Depends on your use case, but I consider anything above 10% to be very high.
I have three VPSes with BuyVM: One "Slice 4096" (which has "dedicated CPU usage") in Las Vegas, and two "Slice 512" (which has "fair share" CPU usage) in Luxembourg and New York. All three have relatively low CPU steal percentages compared to other providers. You'd think that the Slice 4096 would have lower CPU steal, but in reality the small New York one has consistently lower CPU steal, at least up until the past day.
(green is Luxembourg, red is Las Vegas, blue is New York)
I spoke to Francisco about it and he said there's some known issues with some config thing that may be causing issues with CPU steal, so I'll check it again in a few weeks.
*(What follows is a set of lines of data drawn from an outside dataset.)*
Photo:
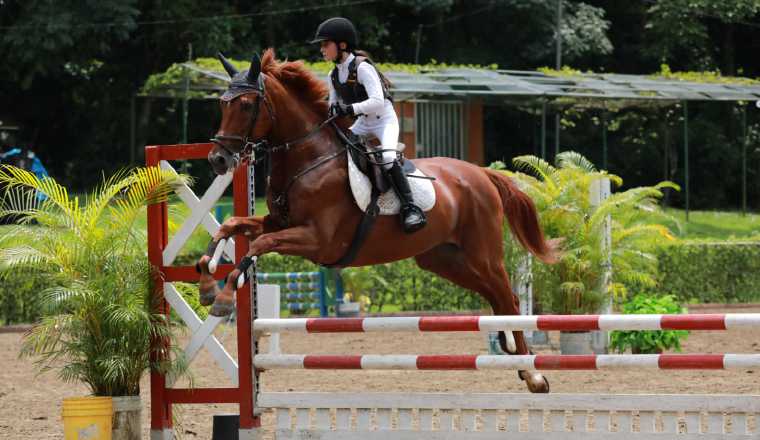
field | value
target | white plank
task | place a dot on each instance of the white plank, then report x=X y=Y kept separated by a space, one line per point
x=438 y=435
x=693 y=421
x=715 y=423
x=513 y=420
x=322 y=419
x=405 y=418
x=669 y=422
x=489 y=420
x=426 y=419
x=200 y=209
x=363 y=419
x=302 y=418
x=624 y=421
x=214 y=347
x=342 y=419
x=383 y=419
x=557 y=421
x=535 y=420
x=283 y=418
x=579 y=420
x=467 y=420
x=739 y=424
x=602 y=421
x=519 y=401
x=646 y=422
x=445 y=420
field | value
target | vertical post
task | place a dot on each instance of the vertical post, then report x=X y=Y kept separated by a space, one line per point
x=132 y=131
x=686 y=153
x=419 y=43
x=557 y=122
x=599 y=192
x=543 y=129
x=250 y=414
x=160 y=409
x=744 y=159
x=604 y=140
x=558 y=54
x=186 y=97
x=558 y=65
x=524 y=287
x=322 y=293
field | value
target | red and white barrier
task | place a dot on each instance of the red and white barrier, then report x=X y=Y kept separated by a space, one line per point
x=500 y=362
x=495 y=323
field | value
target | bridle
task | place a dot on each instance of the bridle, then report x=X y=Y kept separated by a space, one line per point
x=246 y=146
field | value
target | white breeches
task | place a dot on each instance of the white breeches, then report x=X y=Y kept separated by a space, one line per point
x=386 y=132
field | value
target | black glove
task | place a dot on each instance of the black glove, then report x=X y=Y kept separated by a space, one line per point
x=342 y=109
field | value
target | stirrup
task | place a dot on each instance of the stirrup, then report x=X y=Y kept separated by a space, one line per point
x=411 y=210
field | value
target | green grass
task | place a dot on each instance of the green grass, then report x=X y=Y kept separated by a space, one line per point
x=718 y=225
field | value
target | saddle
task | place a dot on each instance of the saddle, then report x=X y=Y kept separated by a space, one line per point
x=371 y=168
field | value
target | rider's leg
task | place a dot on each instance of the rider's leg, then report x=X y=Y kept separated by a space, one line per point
x=412 y=216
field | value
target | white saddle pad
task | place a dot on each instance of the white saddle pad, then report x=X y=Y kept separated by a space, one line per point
x=389 y=204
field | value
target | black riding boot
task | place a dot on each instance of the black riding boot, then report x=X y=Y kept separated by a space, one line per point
x=412 y=217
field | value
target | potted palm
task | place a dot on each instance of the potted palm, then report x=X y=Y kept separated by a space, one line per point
x=97 y=321
x=577 y=284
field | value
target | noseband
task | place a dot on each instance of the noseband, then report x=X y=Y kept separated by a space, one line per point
x=245 y=146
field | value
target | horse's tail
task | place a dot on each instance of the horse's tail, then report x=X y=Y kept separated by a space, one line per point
x=523 y=219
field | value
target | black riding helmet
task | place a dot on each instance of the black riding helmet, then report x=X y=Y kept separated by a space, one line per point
x=337 y=29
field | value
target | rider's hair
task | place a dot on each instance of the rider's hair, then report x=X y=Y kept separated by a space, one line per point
x=363 y=53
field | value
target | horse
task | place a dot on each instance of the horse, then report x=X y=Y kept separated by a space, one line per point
x=279 y=108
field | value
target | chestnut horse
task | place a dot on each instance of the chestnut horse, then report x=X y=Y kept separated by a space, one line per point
x=280 y=108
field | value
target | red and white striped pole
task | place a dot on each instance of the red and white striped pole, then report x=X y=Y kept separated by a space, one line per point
x=500 y=362
x=515 y=323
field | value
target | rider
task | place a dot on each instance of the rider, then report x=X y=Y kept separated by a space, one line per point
x=358 y=90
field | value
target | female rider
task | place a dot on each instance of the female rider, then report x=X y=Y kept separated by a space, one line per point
x=358 y=90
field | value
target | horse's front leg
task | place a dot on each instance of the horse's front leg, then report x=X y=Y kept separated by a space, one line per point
x=299 y=240
x=250 y=227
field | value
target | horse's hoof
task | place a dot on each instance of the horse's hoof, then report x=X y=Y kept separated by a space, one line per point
x=221 y=309
x=537 y=383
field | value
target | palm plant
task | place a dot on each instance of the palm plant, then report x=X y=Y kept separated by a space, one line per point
x=576 y=284
x=97 y=319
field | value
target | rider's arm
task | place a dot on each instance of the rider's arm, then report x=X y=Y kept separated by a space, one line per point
x=332 y=97
x=368 y=77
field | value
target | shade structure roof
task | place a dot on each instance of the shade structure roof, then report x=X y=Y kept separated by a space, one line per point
x=567 y=90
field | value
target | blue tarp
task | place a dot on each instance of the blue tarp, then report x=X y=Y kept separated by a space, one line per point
x=37 y=168
x=13 y=156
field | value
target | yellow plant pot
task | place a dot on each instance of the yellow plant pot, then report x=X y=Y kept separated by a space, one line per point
x=87 y=418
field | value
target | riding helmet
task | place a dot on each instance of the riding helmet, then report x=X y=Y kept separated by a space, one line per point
x=337 y=29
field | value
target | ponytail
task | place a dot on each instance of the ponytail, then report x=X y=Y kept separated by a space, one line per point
x=383 y=79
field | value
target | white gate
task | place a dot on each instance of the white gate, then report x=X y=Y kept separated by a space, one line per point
x=440 y=129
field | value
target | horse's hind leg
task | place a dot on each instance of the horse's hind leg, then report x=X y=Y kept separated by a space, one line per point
x=492 y=282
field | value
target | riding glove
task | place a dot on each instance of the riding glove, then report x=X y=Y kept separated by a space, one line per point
x=342 y=109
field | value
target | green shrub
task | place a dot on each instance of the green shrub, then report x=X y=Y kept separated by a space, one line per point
x=654 y=341
x=20 y=299
x=704 y=272
x=577 y=284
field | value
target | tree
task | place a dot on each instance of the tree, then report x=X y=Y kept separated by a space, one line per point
x=701 y=33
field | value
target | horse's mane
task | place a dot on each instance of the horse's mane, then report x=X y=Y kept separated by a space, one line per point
x=298 y=79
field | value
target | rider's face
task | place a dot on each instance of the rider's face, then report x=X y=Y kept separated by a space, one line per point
x=329 y=50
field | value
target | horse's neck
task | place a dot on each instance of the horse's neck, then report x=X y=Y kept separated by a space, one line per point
x=286 y=164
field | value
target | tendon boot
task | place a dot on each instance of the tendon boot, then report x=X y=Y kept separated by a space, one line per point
x=412 y=217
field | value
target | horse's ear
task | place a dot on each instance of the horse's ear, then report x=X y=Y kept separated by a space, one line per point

Some providers I use have very good CPU steal percentages, even though they don't have dedicated CPU. My @VirMach is almost always below 1.0%:
And CPU steal on two of my other VPSes (@QuantumCore, and a BudgetNode @Ishaq storage VPS) is so small that it barely registers on a graph. Usually less than 0.1%.
Note that some providers patch their kernel to not report stolen CPU time... In those cases you usually just see
0.0%
all the time. I've seen BinaryLane do that.